Satisfaction with Life
Positive psychologists (psychologists who study and practice approaches to promoting happiness and well-being) often identify satisfaction with life as one key dimension of well-being. (Psychological well-being is another.)
The following “Satisfaction With Life Scale,” is a simple, yet validated, way of getting an overall assessment of your sense of well being.*
Here are four statements that you may agree or disagree with. Using a scale from 1-7 as shown below, indicate your degree of agreement with each item by placing the appropriate number on the line preceding that item. Please be open and honest in your responding.
7 – Strongly agree
6 – Agree
5 – Slightly agree
4 – Neither agree nor disagree
3 – Slightly disagree
2 – Disagree
1 – Strongly disagree
1. ___________ In most ways my life is close to the ideal.
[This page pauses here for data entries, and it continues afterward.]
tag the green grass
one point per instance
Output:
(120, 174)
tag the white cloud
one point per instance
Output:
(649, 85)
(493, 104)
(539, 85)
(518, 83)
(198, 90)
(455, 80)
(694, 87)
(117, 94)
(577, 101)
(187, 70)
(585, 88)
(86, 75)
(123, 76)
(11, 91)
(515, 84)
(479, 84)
2. ___________ The conditions of my life are excellent.
3. ___________ I am satisfied with my life.
4. ___________ So far, I have gotten the things I want in life.
5. ___________ If I could live my life over I would change almost nothing.
To score this scale, add the numbers to arrive at a score from 5 to 35. 20 is the neutral point. “Normal” scores range from 21-25, indicating that most people are mildly satisfied with their lives. Scores above 20 are increasingly satisfied.
Consider these questions:
- What’s your score?
- What do you think (and/or feel) about that score? (Remember, most people score in the 21-25 range.)
- What would it take to increase your score by 1/2 or 1 point?
- Looking at each question individually, what questions or thoughts come to mind for you?
- How do your ADHD symptoms play into your life satisfaction as measured by this scale?
- What other questions come to mind as you consider your experience with this scale?
If ADHD is having an impact on your satisfaction with life or your sense of well-being, consider working with an ADHD Coach.
*The scale was developed by Diener and colleagues, published in 1985 in the Journal of Personality Assessment, and reprinted in Robert Biswas-Diener’s 2010 book Practicing Positive Psychology Coaching on p. 88 (explanation of scoring revised for clarity.).